Risky Business

When you hear the terms “risky” and “invites failure,” do you imagine a successful project methodology?

The debate between waterfall and agile methodologies can be found in any analysts’ meeting of the minds. The linear approach of waterfall methodology runs the project in one large cycle. Agile methodology takes the project in cycles, taking time at the end of each cycle to re-evaluate priorities and keep risk low.  Dr. Winston W. Royce coined the methodology term “waterfall,” however it may have just been by accident. In the 1970 paper Managing the Development of Large Software Systems, a graphical depiction of the software lifecycle is presented. We see the flow of requirements from a top-down structure, all pooling into the testing phase.

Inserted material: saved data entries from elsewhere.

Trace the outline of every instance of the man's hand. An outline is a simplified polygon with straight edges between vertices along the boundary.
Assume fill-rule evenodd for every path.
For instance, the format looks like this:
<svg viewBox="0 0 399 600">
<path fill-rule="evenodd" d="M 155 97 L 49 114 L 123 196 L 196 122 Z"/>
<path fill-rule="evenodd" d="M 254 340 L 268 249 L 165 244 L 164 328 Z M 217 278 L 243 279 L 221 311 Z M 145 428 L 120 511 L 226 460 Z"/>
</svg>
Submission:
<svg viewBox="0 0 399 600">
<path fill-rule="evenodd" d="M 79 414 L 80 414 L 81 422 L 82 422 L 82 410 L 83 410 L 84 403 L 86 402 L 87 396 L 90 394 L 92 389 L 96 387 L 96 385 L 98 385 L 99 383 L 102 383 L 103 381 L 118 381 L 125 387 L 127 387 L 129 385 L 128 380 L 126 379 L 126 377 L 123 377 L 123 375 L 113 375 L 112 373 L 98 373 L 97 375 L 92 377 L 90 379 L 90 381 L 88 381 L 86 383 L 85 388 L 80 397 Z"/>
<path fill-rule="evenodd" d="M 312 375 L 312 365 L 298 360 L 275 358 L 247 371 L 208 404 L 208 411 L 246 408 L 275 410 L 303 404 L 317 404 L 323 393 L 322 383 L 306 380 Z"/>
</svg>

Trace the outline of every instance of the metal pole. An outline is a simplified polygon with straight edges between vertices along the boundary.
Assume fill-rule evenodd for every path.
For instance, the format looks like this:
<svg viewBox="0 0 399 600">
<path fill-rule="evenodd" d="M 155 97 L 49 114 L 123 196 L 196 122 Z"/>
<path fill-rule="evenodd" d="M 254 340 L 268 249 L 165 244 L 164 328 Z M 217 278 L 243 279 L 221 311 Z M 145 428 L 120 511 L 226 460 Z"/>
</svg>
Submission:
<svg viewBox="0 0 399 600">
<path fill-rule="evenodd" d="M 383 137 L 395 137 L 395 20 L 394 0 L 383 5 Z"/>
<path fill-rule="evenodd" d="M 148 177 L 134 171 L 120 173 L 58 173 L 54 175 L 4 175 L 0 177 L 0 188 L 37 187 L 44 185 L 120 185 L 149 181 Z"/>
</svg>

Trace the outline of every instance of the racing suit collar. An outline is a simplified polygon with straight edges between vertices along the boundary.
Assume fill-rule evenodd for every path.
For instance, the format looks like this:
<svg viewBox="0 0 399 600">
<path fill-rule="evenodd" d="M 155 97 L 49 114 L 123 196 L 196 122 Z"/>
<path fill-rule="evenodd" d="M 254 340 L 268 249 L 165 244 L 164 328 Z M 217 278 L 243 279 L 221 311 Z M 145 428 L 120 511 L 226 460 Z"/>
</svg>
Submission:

When the testing phase of a project following the waterfall methodology is in place, it is essentially the end-all of the project cycle. If a change is necessary, the team doubles back to the requirements phase. “Either the requirements must be modified, or a substantial change in the design is required.” (Royce 2)  Relating the aforementioned term “risky” to a project in this way, a team or business might think twice about adopting this methodology.

In the field of economics and investing, risk is often mitigated by diversification. You never want to pool all of your resources into one industry, country or mutual fund. Let’s suppose you place your entire investment into the Brazilian copper industry. What happens when a small disruption occurs to your single portfolio? Risk can be a multiplier of loss- thus, any disruption (hyperinflation in Brazil or a natural disaster) will become exponentially more disastrous to your wealth. It seems obvious here that you would not want to risk all of your investment in this way. Software development methodologies are similarly applicable to the risk factor. Taking the waterfall approach is like placing all of your funds into one risky investment. A disruption, mistake or incorrect analysis may not be discovered until testing. At this point, it is too late to pull out your investment. Your schedule and/or costs will take a hit.

Dr. Royce makes this point throughout his paper. The “origin” of the waterfall method begins by illustrating the flaws within it. The latter pages of the paper outline ways to mitigate the risk of the waterfall method. Diversify your project by allowing a bilateral flow between stages. Be careful not to place all of your investment into one portfolio. Your team may be able to avoid any mistakes or changes, but why take the risk?